If there's one thing Page is known for it's minimal budgets, if there's two things, it's minimal budgets and wall-to-wall action. While nothing compares to the literally non-stop string of action scenes that is the Max Thayer vehicle DEADRINGER (1985), this sucker hauls ass through so much delirious kick-boxing mayhem that it makes BLOODSPORT (1988) seem like ON GOLDEN POND (1981).

Steve, seemingly living at his girlfriend's father's gym, refuses to hand over the medal to the cops, and with good reason. Upon discovering that it was gone, the guys run back over to the house, discover a homicide detective there and... wait for it... accidentally kill him! Hey, these guys don't go looking for trouble, but - oh wait, yes they do. In his attempt to find out who the owner of the medal is, he adopts a clever disguise as a kickboxing journalist (who has no idea who the leading kickboxing champs are). In spite of his sleuthing, opportunity seems to simply fall in his lap. For instance, when walking to the gym from the gym (yeah, I don't get it either), a group of tweens playing what appears to be dodgeball suddenly decide to pick a fight with him. Wouldn't you know it, one of the kids, Bruce, is the son of George (Jim Moss), one of our kickboxing killers!

David Byrne called

Loaded with enthusiastic fights from top to bottom, we also get a variety of locations as well, it may not sound like much, but locations such as an active rail line, a ship-yard, and a two-on-one fight in a subway car, do a lot to make the film feel as if it has more production values than it really does. Plus, we get some really amazing sequences that really make no sense and add substantially to the entertainment value. In one scene the boys go to the gym in the dead of night to try to recover the medal. When they get there, they find the owner reading a book (to cover for this oddness, later in the film his daughter has a line about how her dad was an insomniac), James tells George to kill the old man, George picks up a steel pole and starts jabbing him in the stomach! Surely there has got to be an easier way to kill a man if you are a kickboxer.

In what seems like an attempt to add even more emotional depth to the frantic proceedings, Page has several completely non-sequitur sequences of heavy drama, but don't worry, it's some of the most amusing heavy drama you are likely to see. In one scene Bruce goes to see his father George at his mechanics shop and tearfully tells him "Dad, I don't want to be a kickboxer, I just want to be me! I want to be Bruce!" to which Dad replies "You are Bruce!" I'm not sure what relevance this has to the film at all, since this is the last we see of Bruce. No turning face to help out Steve in his quest for vengeance, nope, he just disappears from the film. Also, there is the touching sequence where Steve must recover from a savage beating in some stables, while his girlfriend helps him get his ass-whuppin' mojo back.

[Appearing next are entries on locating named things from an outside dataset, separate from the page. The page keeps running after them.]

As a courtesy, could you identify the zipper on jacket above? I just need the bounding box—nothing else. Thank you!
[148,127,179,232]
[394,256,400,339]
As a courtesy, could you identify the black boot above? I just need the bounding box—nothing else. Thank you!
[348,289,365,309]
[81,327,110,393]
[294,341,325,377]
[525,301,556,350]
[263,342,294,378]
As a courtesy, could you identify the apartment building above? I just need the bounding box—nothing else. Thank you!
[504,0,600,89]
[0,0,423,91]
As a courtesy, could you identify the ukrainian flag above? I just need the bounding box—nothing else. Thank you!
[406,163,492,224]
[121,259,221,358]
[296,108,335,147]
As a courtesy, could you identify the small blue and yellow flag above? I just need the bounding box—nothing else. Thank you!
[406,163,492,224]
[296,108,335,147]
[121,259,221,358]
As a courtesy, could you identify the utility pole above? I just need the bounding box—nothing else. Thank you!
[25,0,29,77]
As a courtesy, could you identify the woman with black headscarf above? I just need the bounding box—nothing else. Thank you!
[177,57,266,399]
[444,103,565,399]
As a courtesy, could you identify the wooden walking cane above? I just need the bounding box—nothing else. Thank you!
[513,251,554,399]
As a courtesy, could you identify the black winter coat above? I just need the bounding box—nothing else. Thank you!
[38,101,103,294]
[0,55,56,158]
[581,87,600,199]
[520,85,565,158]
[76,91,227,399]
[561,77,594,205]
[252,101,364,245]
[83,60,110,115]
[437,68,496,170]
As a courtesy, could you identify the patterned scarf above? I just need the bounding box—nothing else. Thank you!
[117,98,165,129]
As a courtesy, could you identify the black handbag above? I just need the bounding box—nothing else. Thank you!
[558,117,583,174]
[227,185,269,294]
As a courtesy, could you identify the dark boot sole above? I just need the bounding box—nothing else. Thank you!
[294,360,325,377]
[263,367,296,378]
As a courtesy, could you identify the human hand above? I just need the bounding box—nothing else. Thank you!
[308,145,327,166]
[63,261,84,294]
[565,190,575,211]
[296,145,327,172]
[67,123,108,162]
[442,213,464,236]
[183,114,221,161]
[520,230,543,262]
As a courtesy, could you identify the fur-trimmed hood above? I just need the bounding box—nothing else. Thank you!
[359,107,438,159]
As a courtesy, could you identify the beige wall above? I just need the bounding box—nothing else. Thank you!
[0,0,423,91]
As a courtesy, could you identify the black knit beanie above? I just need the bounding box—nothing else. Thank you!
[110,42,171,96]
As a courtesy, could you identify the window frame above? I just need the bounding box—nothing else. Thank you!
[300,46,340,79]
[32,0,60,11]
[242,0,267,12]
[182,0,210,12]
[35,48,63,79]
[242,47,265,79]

Sean P. Donahue, son of Patrick G. Donahue (the man responsible for the 1982 all-time classic KILL SQUAD), properly started his stunt-slash-acting career with two movies in 1990. One was Paul Kyriazi's post-nuke kickboxing opus OMEGA COP starring Ron Marchini, the other is BLOOD HANDS. One year, two classics! Damn, I'm going to have to break out a Venn diagram here in a minute. The degrees of separation are starting to make me dizzy. Never lacking enthusiasm and bringing fast, physical acting to his roles, Donahue is the perfect leading man for Page and that is why Will picked this movie as one of his top movies viewed of 2012 and I should have.